Слухи о ликвидации лазарета в Лиде подтвердились. Куда повезут — никто не знает. Лишь бы не в Германию. Чувствую, что попади я в лагерь куда-нибудь в Германию, — и конец мечте о побеге. Не выберусь! Некоторые говорят, что отправят нас в Сувалки, другие — в Августов, третьи — в Алленштайн в Восточной Пруссии. По слухам, это самый страшный лагерь, смертность огромная, полицаи зверствуют. Рассказывают, что и пленные осатанели, двум полицаям сделали темную, задушили в землянках.

Утром десятого октября начальник вахткоманды лично проверил подлежащих отправке. Вечером приказали одеться и выйти строиться во двор. Как дойдем до вокзала? У всех лица бледные, морщинистые от голода. Разрешат ли мне идти с палкой? Охрана стоит вдоль ограды и у ворот в полной боевой выкладке, с автоматами на груди и противогазами у пояса. Хмурые, злые. Вот один из них рявкнул что-то и схватил за грудь раненого, присевшего на камень. Как только отвезут пленных в другой лагерь, караульной команде в тылу делать нечего, придется отправляться на фронт. Сейчас октябрь, здесь уже холодно, а там, на востоке, и вовсе замерзнешь. А то и похуже может случиться: попадешь под огонь русской артиллерии. Много о ней рассказывают приехавшие с фронта.

Колонна построена по три человека в ряд. Двинулись через распахнутые ворота. В каждый проходящий ряд начальник вахткоманды тычет пальнем, считает.

Вдоль дороги на вокзал небольшими группами стоят женщины. Им, наверно, было известно заранее, когда и где поведут пленных. Некоторые держат у ног кошелки с кусками хлеба, брюквой, картошкой. Вся эта снедь летит в нашу колонну, как только мы приближаемся, но не все куски долетают, жителей не подпускают близко. Некоторые пленные выскакивают, жадно хватают хлеб, и, сбитые с ног ударами караульных, на карачках ползут обратно в строй. Те из жителей, которые посмелее, подбегают к телегам в хвосте колонны, бросают продукты лежачим раненым.
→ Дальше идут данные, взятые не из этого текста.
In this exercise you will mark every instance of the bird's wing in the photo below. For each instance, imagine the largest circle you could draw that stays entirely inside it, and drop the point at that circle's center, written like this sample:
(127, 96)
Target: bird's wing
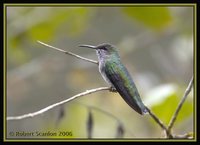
(122, 81)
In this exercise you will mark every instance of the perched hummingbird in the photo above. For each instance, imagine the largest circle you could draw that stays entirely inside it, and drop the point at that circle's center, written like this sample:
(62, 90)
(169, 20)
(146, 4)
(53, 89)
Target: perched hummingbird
(116, 74)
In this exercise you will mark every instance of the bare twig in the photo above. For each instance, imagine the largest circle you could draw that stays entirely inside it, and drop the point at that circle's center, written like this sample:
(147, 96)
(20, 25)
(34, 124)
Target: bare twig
(156, 119)
(57, 104)
(67, 52)
(173, 119)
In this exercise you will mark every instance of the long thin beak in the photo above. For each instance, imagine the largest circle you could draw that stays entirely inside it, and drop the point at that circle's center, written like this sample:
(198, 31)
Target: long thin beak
(88, 46)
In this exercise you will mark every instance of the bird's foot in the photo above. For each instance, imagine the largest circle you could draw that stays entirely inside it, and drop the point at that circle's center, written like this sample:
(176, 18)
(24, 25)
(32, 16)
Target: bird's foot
(112, 89)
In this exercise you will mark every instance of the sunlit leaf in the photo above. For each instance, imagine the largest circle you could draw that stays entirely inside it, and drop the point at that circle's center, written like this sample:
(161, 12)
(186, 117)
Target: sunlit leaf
(156, 18)
(164, 100)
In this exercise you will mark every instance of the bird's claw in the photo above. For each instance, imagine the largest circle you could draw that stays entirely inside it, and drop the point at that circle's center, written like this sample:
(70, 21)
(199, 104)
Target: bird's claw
(112, 89)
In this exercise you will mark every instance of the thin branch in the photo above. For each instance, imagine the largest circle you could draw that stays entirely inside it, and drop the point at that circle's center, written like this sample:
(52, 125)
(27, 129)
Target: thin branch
(70, 53)
(173, 119)
(57, 104)
(100, 110)
(156, 119)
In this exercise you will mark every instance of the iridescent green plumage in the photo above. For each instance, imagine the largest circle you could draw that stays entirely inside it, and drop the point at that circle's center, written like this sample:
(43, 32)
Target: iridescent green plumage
(116, 74)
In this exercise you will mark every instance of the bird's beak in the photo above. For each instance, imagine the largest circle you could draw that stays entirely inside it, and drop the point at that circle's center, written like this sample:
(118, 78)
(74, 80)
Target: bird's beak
(88, 46)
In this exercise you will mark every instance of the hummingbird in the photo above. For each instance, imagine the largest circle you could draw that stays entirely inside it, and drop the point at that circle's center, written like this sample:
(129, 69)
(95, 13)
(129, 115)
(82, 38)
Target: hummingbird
(116, 75)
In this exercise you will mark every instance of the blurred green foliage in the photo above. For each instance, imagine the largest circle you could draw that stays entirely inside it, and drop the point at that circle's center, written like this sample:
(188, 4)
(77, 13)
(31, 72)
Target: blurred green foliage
(156, 18)
(68, 26)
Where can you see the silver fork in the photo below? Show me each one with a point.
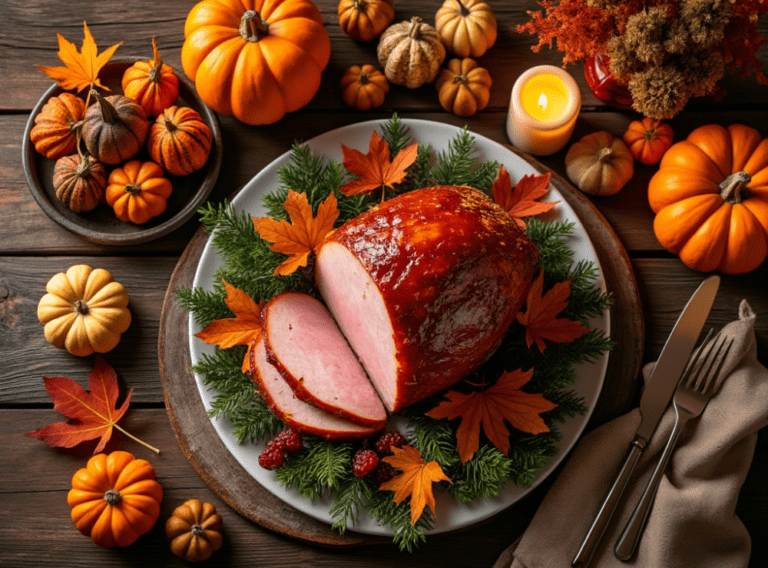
(691, 396)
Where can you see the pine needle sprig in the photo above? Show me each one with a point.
(236, 397)
(458, 165)
(320, 468)
(351, 498)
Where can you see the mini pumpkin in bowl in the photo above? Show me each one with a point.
(100, 225)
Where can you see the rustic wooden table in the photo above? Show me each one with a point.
(34, 478)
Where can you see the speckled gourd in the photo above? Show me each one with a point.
(411, 53)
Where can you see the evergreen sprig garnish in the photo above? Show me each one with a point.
(324, 469)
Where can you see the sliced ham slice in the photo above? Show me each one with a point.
(425, 286)
(282, 402)
(304, 344)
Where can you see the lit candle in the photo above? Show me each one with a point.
(543, 109)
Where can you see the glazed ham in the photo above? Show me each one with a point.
(306, 347)
(299, 415)
(424, 287)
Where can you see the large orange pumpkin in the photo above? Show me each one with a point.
(115, 499)
(710, 197)
(255, 59)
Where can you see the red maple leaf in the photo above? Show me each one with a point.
(521, 201)
(539, 319)
(303, 234)
(93, 413)
(374, 169)
(489, 408)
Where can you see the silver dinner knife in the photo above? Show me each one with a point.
(655, 400)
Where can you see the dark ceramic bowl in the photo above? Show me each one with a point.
(101, 225)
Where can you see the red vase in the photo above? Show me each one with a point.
(603, 84)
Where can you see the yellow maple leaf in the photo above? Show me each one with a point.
(415, 481)
(81, 68)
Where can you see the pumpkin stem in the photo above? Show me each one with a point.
(252, 27)
(81, 307)
(154, 73)
(733, 189)
(415, 31)
(112, 496)
(170, 125)
(603, 154)
(108, 113)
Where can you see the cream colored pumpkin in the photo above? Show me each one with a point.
(410, 53)
(599, 164)
(84, 311)
(467, 28)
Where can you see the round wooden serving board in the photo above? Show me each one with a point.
(219, 469)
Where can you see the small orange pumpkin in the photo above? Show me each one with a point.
(463, 87)
(364, 20)
(258, 59)
(364, 87)
(152, 84)
(55, 132)
(195, 531)
(180, 141)
(115, 499)
(710, 197)
(138, 191)
(466, 27)
(648, 139)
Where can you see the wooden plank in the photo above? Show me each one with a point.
(36, 478)
(27, 230)
(111, 21)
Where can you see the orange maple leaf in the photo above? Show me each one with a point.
(539, 319)
(93, 413)
(415, 481)
(521, 201)
(303, 234)
(489, 408)
(242, 329)
(374, 169)
(82, 68)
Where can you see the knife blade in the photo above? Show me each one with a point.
(654, 402)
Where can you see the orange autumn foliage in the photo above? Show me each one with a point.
(539, 318)
(521, 201)
(489, 408)
(303, 234)
(415, 481)
(374, 169)
(243, 329)
(81, 68)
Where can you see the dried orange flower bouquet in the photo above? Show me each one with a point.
(664, 51)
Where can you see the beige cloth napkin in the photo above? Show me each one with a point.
(692, 522)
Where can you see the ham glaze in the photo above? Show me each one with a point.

— Ребята! Товарищи! Кто знает Василия Сахина? — кричит худенькая женщина, не отставая от колонны. — Не было с вами Сахина, капитана? — несколько раз повторяет она. Голос у нее надтреснутый, такой же слабый, как и она сама, измученная безрезультатными поисками.

Нет, не было с нами Сахина...

Ближе к вокзалу, по обе стороны дороги, — груды железного лома, приготовленного к отправке. Много разбитых пушек, минометов, кое-где — зеленая громада танка.

Вагоны-телятники стоят на путях. Спущены сходни, сбитые из досок, на них пучки соломы, остатки конского навоза. По тридцать человек загоняют в вагон. Через переводчика разъяснено: всем лечь на пол, если кто осмелится смотреть в люк — часовые будут стрелять без предупреждения. Двери захлопнули, закрыли засов, конвоиры влезли на тормозную площадку. Темно, холодно. Лежим, прижавшись друг к другу. Поезд идет медленно. Через перевитый колючей проволокой люк проникает бледный свет звездного неба «Ку-да, ку-да?» — выстукивают колеса под самым ухом. Поезд несколько раз останавливается на станциях, ненадолго. Слышно, как часовые соскакивают и ходят вдоль состава, шуршит гравий под сапогами.

— Наверно, в Гродно везут, — высказал предположение Рыбалкин. Он служил в этих местах, и по каким-то едва заметным признакам, может быть, интуитивно, определяет направление пути.

— Хорошо, если не дальше, — откликаюсь я. У меня в Гродно нет ни родных, ни знакомых, но ведь Гродно — город советский, свой...

Около десяти часов вечера поезд остановился на крупней станции, среди многочисленных железнодорожных путей, у площадки освещенного пакгауза. Моросит дождь, электрические лампочки качаются от ветра. Загремели тяжелые засовы открываемых вагонов, послышались голоса часовых. Пленных вывели и построили тесной колонной Рыбалкин долго всматривается, поворачивает голову в разные стороны, наконец произносит:

— Гродно!

Снова всех пересчитали, доложили начальнику вахткоманды. Тот крикнул в темноту и оттуда стали выезжать подводы. Длинный обоз с пленными затарахтел но мостовой безлюдной и темной улицы, рядом с железной дорогой. Где-то здесь, справа, улица Ожешко, зверинец. Переехали железную дорогу и обоз направился опять вдоль нее, но уже в противоположную сторону. Неужели в военный городок? Знакомые силуэты старых казарм уже вырисовываются в темноте. Подводы повернули к воротам.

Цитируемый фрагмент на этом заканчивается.